Será que Karl Liebknecht e Rosa Luxemburg, cruelmente assassinados por membros dos Freikorps em Janeiro de 1919 (os detalhes do caso são pavorosos, com os dois intelectuais acossados Berlim afora, até que se dá a captura, seguida por brutais espancamentos, inclusive da frágil Rosa, e o desfecho fatídico, com assassinatos cobardes a meio da noite), teriam conduzido uma Alemanha diferente da Rússia de Lenine e Estaline se tivessem sido mais eficazes (e lfeizes) na sua ação político-revolucionária? Considerando que o seu companheiro de estrada era Wilhelm Pieck (que foi preso no mesmo dia, mas que estranhamente escapou ao cruel destino de Karl e Rosa), e que este se tornou o primeiro chefe de estado da Alemanha de Leste, a resposta parece previsível.

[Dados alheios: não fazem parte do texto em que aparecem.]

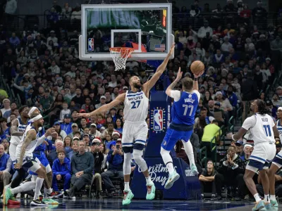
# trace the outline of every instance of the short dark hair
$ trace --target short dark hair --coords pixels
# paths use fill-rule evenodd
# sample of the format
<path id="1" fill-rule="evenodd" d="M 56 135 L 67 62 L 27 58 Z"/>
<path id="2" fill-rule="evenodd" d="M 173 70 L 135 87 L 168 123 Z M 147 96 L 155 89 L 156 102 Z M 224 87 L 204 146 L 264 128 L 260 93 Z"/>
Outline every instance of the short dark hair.
<path id="1" fill-rule="evenodd" d="M 193 80 L 190 77 L 185 77 L 182 79 L 182 86 L 183 90 L 192 90 L 193 88 Z"/>
<path id="2" fill-rule="evenodd" d="M 27 108 L 28 106 L 25 105 L 25 106 L 22 106 L 20 107 L 20 108 L 18 108 L 18 112 L 20 113 L 20 114 L 22 113 L 22 111 L 25 108 Z"/>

Em rigor, a análise histórica evidencia com mais clareza o perigo dos radicalismos políticos do que propriamente certezas sobre a maior ou menor bondade (ou, com mais precisão, maldade) deste ou daquele extremo do espectro ideológico.

Mesmo hoje, as guerras culturais e políticas que se prefiguram, com a sua retórica acintosa, pejada de inimigos, fascistas ou comunistas, são travadas entre um reduzido número de indivíduos. O receio é que estas minorias cretinas – à esquerda e à direita – acabem por mobilizar as massas complacentes para visões maniqueístas da realidade, substituindo opositores políticos (isto é, pessoas com opiniões e interesses diferentes, mas com quem, apesar de tudo, é possível estabelecer compromissos, tomar um café e passar momentos agradáveis até) em inimigos (ou seja, em gente a quem se permite duas alternativas apenas: rendição ou morte- morte física ou social, conseguida com desemprego, purgas, silenciamento e exílio interior).

Debates importantes, como o do futuro do trabalho e da organização do quotidiano laboral, demografia, migrações e, na confluência de tudo isto, gestão do impacto tecnológico são marginalizados ou, pior ainda, sequestrados e contaminados por extremistas com obsessões ideológicas, indiferentes à realidade, desprezando por completo os interesses e as preocupações dos oponentes, firmemente barricados na ortodoxia.

Neste contexto, interessa sempre lembrar o princípio, formulado por Nassim Taleb, da ditadura da minoria intransigente, designadamente no que concerne ao papel a desempenhar por uma maioria que não pretenda ser devorada.